Blocking CCL5 pathway in vitro reduces both linear ultrastructure of ECM and oncogenic cell response of reseeded cells: (A) fluorescent images of collagen VI immunohistochemistry. Top row is staining of healthy juxtacrine (group (iii)), bottom row is staining of cancer juxtacrine (i). Left hand side shows control group staining (no dose), middle images show staining of ECM deposited while supplied with recombinant CCL5, and right-hand side shows staining of ECM deposited while supplied with monoclonal antibody against CCL5. Scale bar 100 μm. (B) Left: ECM quantification of matrices shown in (A).
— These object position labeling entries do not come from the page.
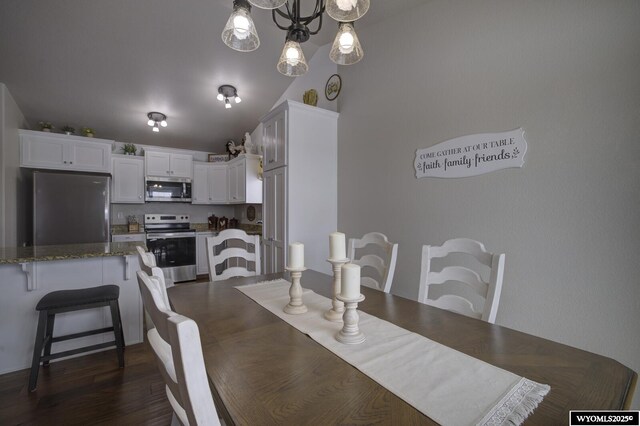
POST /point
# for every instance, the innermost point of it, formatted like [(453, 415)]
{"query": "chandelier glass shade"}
[(292, 61), (268, 4), (346, 48), (240, 32), (347, 10)]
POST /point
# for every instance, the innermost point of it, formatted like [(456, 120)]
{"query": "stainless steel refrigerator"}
[(70, 208)]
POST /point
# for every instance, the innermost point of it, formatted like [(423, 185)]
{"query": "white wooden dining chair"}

Right: quantification of pixel density within images in (A). (* p <0.05, ** p <0.01). Color legend: Light gray = control, middle grey = CCL5 added, black = CCL5 blocked. (C) Schematic of two treatment groups. Left side is cancer juxtacrine matrix (group (i)) schematic (with recombinant CCL5 added while matrix was being deposited), showing via immunohistochemistry reseeded MDA-MB-231 on decellularized matrix. Below is a Brightfield image of the same cells. Right side shows the cancer juxtacrine matrix (group (i)) schematic (with monoclonal antibody against CCL5 added while matrix was being deposited), showing via immunohistochemistry reseeded MDA-MB-231 on decellularized matrix. (D) Quantification of integrin β1 pixel density in micrographs of (C). (* p <0.05). Schematic of cancer juxtacrine group represents the cell combination forming the border analogue. Zoomed in panel shows via SEM the linearized matrix, which is found at the tumor boundary, and was produced under high levels of CCL5.